Normalizing tumor blood vessels improves delivery of only the smallest nanomedicines
Top panels: control setups. Bottom panels: Mammary tumor tissue after normalization of blood vessels. Left: Few of the large nanoparticles are visible. Right: The smaller nanoparticles have penetrated well. Courtesy of Vikash Chauhan / Nature Nanotech.
: Caroline Perry , (617) 496-1351
Combining two strategies that are designed to improve the results of cancer treatment--angiogenesis inhibitors and nanomedicines--may only be successful if the smallest nanomedicines are used.
A new study led by researchers at the Harvard School of Engineering and Applied Sciences (SEAS) and Massachusetts General Hospital (MGH) has found that normalizing blood vessels within tumors, which improves the delivery of standard chemotherapy drugs, can actually block the delivery of larger nanotherapy molecules.
"We found that vascular normalization only increases the delivery of the smallest nanomedicines to cancer cells," says lead author Vikash P. Chauhan, a graduate student in bioengineering at SEAS. "We also showed that the smallest nanomedicines are inherently better than larger nanomedicines at penetrating tumors, suggesting that smaller nanomedicines may be ideal for cancer therapy."
The results have been published.
Angiogenesis, the tumor-driven creation of new blood vessels, provides growing cancers with a food source--but it also provides a potential channel for drug delivery.
The problem is that the vessels supplying tumors tend to be disorganized, oversized, and leaky. These abnormalities prevent the delivery of chemotherapy drugs to cells that are not close to the tumor vessels. The leakage of plasma out of blood vessels also increases pressure within the tumor, further reducing the drugs’ ability to penetrate the tissue. Fortunately, drugs that inhibit angiogenesis can reduce some of these problems in a process called vascular normalization.
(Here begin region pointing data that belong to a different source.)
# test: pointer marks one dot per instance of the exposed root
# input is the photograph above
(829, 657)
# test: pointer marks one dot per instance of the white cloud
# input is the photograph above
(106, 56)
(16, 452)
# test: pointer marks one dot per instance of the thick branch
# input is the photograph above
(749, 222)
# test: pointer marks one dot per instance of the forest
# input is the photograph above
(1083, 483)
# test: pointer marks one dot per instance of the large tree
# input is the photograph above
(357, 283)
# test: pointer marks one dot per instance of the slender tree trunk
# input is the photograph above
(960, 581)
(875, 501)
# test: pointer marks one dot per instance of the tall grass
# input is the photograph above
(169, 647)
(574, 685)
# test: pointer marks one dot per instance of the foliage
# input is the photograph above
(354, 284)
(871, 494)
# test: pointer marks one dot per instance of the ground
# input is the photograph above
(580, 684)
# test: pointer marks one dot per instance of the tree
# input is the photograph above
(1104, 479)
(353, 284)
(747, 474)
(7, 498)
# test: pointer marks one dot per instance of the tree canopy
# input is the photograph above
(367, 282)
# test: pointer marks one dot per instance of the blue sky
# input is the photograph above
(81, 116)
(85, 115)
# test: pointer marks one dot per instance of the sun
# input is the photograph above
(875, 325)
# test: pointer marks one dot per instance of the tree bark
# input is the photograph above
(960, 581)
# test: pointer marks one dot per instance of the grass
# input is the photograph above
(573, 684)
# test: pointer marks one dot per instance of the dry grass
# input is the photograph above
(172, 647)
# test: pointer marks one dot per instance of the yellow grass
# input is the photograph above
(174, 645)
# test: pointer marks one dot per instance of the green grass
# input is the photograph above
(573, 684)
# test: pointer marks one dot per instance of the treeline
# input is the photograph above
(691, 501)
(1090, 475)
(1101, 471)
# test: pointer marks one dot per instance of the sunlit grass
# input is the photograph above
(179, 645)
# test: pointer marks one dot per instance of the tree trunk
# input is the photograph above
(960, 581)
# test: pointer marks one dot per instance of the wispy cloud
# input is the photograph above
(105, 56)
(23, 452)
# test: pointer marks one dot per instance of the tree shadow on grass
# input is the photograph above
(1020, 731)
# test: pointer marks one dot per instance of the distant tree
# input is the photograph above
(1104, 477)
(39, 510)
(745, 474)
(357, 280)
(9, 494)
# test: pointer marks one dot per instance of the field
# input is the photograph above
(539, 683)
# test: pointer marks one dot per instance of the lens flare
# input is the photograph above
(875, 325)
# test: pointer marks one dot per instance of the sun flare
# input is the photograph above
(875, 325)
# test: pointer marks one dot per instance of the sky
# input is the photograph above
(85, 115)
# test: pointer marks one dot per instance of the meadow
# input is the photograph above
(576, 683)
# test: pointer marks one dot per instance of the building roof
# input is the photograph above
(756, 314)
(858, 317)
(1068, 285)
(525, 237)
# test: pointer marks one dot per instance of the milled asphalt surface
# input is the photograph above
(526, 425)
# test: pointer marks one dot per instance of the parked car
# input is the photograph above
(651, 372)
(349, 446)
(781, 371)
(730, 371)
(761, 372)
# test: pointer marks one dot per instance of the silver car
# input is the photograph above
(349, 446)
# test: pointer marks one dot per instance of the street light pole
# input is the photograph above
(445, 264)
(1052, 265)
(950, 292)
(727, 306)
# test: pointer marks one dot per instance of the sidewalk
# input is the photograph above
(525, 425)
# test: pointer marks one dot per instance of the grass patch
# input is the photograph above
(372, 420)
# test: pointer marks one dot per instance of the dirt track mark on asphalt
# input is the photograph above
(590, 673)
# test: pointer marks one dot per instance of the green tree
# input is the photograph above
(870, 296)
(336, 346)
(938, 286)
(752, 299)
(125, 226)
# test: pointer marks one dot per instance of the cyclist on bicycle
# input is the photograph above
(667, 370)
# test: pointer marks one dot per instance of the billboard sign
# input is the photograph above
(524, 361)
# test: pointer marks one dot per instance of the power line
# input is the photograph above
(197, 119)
"Anti-angiogenic agents are prescribed to a large number of cancer patients in combination with conventional therapeutics," explains principal investigator Rakesh K. Jain, Cook Professor of Radiation Oncology (Tumor Biology) at Harvard Medical School and director of the Steele Laboratory of Tumor Biology at MGH. Jain is also Chauhan’s Ph.D. adviser.
The combination of standard chemotherapy drugs and normalization therapy has previously been shown to improve the effectiveness of treatment on some types of cancer.
New nanomedicines, on the other hand, are designed to exploit the abnormality of tumor vessels. Nanomedicines, despite the name, are actually about 10 to 100 times larger than standard chemotherapy drugs--too large to penetrate the pores of blood vessels in normal tissues, but still small enough to pass through the oversized pores of tumor vessels. Because nanomedicines generally cannot penetrate normal tissues, they are expected to cause fewer side effects.
The question in the Harvard-MGH study was whether vascular normalization would help or hinder the delivery of nanomedicines to tumors. The researchers found, through both theory and in vivo experimentation, that it depends on the size of the nanomedicines.
Their mathematical model predicted that inhibiting angiogenesis would simultaneously reduce the size of the pores in the blood vessels and relieve pressure in the tumor, allowing small particles to penetrate.
Confirming this experimentally in a mouse model of breast cancer, the investigators showed that vascular normalization (using an antibody called DC101) improved the penetration of 12-nanometer particles but not of 60- or 125-nanometer particles.
They treated mice with implanted breast tumors either with DC101 and Doxil, a 100-nanometer version of the chemotherapy drug doxorubicin, or with DC101 and Abraxane, a 10-nanometer version of paclitaxel.† Although treatment with both chemotherapeutics delayed tumor growth, vascular normalization with DC101 improved the effectiveness only of Abraxane and had no effect on Doxil treatment.†
"A variety of anticancer nanomedicines are currently in use or in clinical trials," says Chauhan, who completed the work at MGH.† "Our findings suggest that combining smaller nanomedicines with anti-angiogenic therapies may have a synergistic effect and that smaller nanomedicines should inherently penetrate tumors faster than larger nanomedicines, due to the physical principles that govern drug penetration. While it looks like future development of nanomedicines should focus on making them small--around 12 nanometers in size--we also need to investigate ways to improve delivery of the larger nanomedicines that are currently in use."
Additional co-authors of the Nature Nanotechnology report are Triantafyllos Stylianopoulos, John Martin, Walid Kamoun, and Dai Fukumura of MGH; and Zoran Popovic, Ou Chen, and Moungi Bawendi of Massachusetts Institute of Technology (MIT).
The work benefited from a long-term collaboration between Harvard, MGH, and MIT that explores the use of quantum dots as a biocompatible fluorescent marker in medical studies.
Support for the study included grants from the National Institutes of Health and the Department of Defense.